Avoiding obvious errors is the first step to wisdom, and remembering these rules will help us avoid jumping to foolish conclusions. How do we go on from there to make positive judgments about scientific public policy issues?

• Follow the Basic Rules: Disprovable. Measurable. Controlled. Repeatable. If someone can point out weaknesses in any of these areas, it may be game over quickly.

1. Scientific hypotheses must be disprovable. If you can't disprove it, it's not scientific (which is why creationism isn't science - you can't disprove G-d's existence or reported actions).
   
   
2. On a related note, they must be linked to something measureable - otherwise, how can you disprove them? Advertising that says "X will make you more beautiful" isn't scientific, but "having people drink 5 mugs of X made 70% of them improve their beauty ratings for the opposite sex" would pass the test.
   
   
3. Experiments must be controlled, to see if there's a difference from a random group. Otherwise, all you may be measuring is something caused by your selections or by the outside environment. "Russians (unsaid: in Moscow) who took our pills had 40% less radiation damage than the rest of our Russian test goup (unsaid: from Chernobyl)" is clearly cheating.
   
   
4. Scientific results must be repeatable; people doing the same experiment must get the same results, so we know it wasn't a fluke.

Other yardsticks you can use to evaluate scientific controversies include:

• Question quality + verification. A good argument should be able to raise key questions about existing scientific beliefs that clearly explain existing beliefs, what we should logically expect to find, and what's different. You don't know that they're right yet, but if that chain stands up to scrutiny you can strongly suspect that something is wrong with existing theories.

But verify. Get confirmation that their explanation of existing beliefs is correct (many creationists either don't understand evolution, for example, or they deliberately misrepresent it). Do you see a logical connection between those beliefs and what they say we should expect to find? Do they use the words of the present theory's supporters, or reference their works so you know they're being fair? Can their notes re: what's different be explained by something else?

• Elimination. Use the "stuff to avoid" as your guide, in order to improve your odds. If you find one side not playing fair or breaking many of the rules above, you can either eliminate the challenge until a better example comes along or increase your suspicion that something's wrong with existing views.

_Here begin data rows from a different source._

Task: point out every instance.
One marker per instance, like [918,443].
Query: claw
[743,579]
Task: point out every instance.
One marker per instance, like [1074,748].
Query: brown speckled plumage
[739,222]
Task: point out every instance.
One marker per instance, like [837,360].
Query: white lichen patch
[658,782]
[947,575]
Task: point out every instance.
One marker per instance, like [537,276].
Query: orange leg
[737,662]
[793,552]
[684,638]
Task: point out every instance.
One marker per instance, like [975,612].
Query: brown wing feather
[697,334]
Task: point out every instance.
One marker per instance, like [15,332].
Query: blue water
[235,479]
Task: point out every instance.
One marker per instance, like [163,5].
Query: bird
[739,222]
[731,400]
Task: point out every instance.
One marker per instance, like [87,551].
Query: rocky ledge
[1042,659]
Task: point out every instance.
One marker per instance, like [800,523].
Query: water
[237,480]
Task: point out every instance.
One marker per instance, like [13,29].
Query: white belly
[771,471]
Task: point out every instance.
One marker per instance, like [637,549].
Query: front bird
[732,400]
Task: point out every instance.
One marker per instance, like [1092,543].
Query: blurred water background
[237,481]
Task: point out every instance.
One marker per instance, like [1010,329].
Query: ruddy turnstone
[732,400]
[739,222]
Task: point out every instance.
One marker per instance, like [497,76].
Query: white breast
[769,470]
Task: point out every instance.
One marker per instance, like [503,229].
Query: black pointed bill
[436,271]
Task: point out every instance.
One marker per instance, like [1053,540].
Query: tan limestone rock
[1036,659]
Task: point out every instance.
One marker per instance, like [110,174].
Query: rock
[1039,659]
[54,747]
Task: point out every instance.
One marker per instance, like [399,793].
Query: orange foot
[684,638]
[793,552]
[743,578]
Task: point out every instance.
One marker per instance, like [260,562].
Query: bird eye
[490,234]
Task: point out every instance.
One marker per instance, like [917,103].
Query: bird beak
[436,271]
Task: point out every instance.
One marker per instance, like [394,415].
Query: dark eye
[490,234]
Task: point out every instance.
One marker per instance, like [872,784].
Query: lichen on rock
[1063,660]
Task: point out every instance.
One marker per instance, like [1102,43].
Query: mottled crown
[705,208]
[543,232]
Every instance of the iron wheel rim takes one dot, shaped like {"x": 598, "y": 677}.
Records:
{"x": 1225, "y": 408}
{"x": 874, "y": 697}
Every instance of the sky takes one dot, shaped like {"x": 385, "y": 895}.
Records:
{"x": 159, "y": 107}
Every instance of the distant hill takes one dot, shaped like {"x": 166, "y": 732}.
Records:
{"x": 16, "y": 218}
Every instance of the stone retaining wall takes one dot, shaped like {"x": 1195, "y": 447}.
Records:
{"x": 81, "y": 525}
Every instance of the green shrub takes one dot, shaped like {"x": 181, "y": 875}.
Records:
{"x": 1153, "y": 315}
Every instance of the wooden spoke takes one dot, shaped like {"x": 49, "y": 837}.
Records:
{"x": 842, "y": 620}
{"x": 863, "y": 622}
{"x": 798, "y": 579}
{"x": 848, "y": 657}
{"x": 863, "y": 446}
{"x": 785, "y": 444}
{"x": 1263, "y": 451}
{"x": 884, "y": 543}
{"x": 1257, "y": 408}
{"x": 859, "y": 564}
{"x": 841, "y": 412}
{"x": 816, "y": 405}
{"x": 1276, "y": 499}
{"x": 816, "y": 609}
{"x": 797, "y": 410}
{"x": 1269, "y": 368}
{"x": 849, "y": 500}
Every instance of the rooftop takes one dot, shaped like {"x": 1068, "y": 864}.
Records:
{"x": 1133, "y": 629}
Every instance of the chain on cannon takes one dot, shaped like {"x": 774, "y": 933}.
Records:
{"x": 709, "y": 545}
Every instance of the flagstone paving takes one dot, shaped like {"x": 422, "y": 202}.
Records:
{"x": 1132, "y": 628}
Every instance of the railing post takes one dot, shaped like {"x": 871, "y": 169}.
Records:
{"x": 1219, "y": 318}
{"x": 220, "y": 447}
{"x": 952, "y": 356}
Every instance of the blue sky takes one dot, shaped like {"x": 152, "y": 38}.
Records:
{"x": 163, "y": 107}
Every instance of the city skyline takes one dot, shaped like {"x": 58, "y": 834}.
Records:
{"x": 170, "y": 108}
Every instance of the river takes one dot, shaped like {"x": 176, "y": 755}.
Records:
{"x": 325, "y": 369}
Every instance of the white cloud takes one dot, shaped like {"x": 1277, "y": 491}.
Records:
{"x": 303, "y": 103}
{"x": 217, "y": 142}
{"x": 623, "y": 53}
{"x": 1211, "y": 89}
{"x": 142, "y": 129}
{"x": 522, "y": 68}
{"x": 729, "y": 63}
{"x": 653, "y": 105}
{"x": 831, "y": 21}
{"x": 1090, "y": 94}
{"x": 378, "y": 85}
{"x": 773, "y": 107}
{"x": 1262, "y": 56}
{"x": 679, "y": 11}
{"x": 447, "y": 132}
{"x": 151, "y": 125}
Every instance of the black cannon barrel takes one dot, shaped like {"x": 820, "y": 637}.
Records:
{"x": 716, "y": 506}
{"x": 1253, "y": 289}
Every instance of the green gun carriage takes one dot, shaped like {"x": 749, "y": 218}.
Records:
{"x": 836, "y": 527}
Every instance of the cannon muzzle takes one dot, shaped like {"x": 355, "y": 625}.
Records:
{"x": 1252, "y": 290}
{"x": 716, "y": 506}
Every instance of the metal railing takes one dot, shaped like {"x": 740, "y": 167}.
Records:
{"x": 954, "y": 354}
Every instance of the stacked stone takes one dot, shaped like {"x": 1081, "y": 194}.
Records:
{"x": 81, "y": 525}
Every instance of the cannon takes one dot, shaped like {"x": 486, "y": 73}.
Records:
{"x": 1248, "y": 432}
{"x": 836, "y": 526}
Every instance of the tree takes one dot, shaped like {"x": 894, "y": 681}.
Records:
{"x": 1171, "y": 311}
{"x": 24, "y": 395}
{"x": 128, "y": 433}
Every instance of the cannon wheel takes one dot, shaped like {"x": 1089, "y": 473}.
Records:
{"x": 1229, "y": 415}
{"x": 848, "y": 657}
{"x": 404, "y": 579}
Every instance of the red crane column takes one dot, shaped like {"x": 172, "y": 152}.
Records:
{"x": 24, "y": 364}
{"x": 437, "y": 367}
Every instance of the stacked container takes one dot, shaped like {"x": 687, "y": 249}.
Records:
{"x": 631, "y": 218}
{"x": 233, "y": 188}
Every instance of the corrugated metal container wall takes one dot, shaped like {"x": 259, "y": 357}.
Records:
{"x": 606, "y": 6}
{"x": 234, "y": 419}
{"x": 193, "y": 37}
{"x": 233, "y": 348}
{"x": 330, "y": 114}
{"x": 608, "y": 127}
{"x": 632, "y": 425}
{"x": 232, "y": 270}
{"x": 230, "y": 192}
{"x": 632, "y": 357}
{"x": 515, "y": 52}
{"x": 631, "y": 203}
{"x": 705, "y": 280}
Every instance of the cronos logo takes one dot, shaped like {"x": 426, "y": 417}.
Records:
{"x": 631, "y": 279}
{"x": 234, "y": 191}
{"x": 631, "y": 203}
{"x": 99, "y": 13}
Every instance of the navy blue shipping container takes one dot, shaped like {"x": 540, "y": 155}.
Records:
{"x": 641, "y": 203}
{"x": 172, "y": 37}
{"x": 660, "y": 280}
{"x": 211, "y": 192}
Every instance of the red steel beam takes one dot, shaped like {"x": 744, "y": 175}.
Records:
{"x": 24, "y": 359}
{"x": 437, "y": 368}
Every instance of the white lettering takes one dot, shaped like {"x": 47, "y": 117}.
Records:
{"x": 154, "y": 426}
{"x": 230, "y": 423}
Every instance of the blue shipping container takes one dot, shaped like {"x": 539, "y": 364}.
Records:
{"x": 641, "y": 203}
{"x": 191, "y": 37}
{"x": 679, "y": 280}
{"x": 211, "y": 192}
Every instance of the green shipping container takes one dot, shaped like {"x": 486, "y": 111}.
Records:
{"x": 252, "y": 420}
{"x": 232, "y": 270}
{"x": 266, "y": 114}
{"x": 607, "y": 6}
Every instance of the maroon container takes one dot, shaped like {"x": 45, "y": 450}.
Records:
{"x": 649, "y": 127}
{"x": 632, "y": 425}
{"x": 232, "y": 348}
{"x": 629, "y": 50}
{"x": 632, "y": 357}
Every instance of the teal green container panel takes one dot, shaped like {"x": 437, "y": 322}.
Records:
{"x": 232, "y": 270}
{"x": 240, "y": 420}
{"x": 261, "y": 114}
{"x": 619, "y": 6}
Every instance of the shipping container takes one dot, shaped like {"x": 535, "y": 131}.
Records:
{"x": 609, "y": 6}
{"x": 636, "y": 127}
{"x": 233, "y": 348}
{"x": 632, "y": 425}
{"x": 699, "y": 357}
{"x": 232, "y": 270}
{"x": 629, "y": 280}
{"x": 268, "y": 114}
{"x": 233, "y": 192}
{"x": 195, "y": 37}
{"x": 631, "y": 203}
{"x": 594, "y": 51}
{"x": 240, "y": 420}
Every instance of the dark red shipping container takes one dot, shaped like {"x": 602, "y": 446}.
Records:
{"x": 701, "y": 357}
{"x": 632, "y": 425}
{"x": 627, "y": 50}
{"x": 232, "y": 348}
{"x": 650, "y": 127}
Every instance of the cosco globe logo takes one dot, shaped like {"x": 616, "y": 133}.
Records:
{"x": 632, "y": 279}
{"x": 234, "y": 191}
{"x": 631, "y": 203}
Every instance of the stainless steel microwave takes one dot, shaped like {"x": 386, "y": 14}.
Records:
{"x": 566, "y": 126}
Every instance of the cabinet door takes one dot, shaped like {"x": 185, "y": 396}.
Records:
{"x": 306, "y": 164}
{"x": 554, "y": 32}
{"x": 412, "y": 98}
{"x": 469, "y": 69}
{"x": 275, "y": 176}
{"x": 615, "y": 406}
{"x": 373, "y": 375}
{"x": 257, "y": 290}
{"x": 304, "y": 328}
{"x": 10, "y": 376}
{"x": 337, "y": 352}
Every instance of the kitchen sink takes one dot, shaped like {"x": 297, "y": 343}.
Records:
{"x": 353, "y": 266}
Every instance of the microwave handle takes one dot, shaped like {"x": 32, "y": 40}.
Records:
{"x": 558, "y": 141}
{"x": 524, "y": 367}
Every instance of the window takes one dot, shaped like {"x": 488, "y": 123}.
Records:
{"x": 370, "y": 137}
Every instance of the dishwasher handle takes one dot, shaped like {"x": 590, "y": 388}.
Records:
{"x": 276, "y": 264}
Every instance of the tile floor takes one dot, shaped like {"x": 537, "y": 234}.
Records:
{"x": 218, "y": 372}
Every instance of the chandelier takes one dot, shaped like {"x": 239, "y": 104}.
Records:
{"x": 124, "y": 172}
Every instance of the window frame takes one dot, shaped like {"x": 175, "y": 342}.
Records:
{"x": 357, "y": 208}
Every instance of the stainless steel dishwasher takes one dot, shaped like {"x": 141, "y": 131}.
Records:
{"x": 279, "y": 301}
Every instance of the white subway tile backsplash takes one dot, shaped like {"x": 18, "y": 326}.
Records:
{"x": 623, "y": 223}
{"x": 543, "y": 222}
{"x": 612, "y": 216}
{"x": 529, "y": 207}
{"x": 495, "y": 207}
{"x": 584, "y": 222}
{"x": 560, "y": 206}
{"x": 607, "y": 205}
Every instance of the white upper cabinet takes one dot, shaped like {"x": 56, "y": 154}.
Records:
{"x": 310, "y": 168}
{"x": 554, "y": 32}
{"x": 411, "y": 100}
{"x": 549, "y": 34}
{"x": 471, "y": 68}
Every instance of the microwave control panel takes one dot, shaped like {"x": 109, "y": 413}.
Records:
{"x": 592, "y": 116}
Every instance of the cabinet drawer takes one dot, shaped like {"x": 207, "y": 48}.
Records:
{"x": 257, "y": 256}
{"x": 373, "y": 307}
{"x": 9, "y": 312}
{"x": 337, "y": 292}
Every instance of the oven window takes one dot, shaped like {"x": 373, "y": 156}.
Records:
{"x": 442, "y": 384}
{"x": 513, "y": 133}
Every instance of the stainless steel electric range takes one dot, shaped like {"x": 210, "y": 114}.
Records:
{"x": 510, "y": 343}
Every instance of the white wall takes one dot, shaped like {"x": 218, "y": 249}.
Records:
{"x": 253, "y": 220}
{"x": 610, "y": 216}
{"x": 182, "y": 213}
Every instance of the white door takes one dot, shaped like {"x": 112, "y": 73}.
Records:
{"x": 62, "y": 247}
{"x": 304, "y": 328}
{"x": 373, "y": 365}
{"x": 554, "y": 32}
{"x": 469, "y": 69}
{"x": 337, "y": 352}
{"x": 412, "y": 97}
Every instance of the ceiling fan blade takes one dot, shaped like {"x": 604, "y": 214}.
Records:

When looking at existing views, pay special attention to major statements and documents that are often referenced; if they're playing fast and loose, that's a red flag. When looking to 'handicap' dissenting views, pay special attention to patterns of similar kinds of shortcomings demonstrated among multiple opponents.

• Better Alternative Explanation. Science can discover that something's wrong with existing theories, without knowing what's right yet, and be perfectly valid. If an opposing theory is put forward, however, and if it holds up to scrutiny and explains a broader range of results (including some puzzlers the old theory didn't explain), that's a good indication they may be on to something.

Each of these approaches can help move your "suspicion meter" when confronted by conflicting science claims or by pseudoscience. They're not perfect, but they're often helpful... and understanding them better helps you understand what science is really all about. It isn't perfect, and it doesn't have the answers to every question - but it is the foundation of our society and its achievements.

Which is why shortcuts will only get us so far, and why we have to prepare ourselves as a society by insisting on strong science education in high schools and in universities - even in the liberal arts programs. It may not be rational for people to become experts on HIV virology, but someone who doesn't understand the basics of a field is utterly lost from the get-go. They will be easy prey for charlatans - and they will lose the argument even when they're right.

That's why we have to work on giving people an adequate set of basic knowledge on which to rest important discussions, including knowledge of science and the scientific method itself. A culture that loses that becomes a Dark-Age culture of serfs, Morlocks, or both.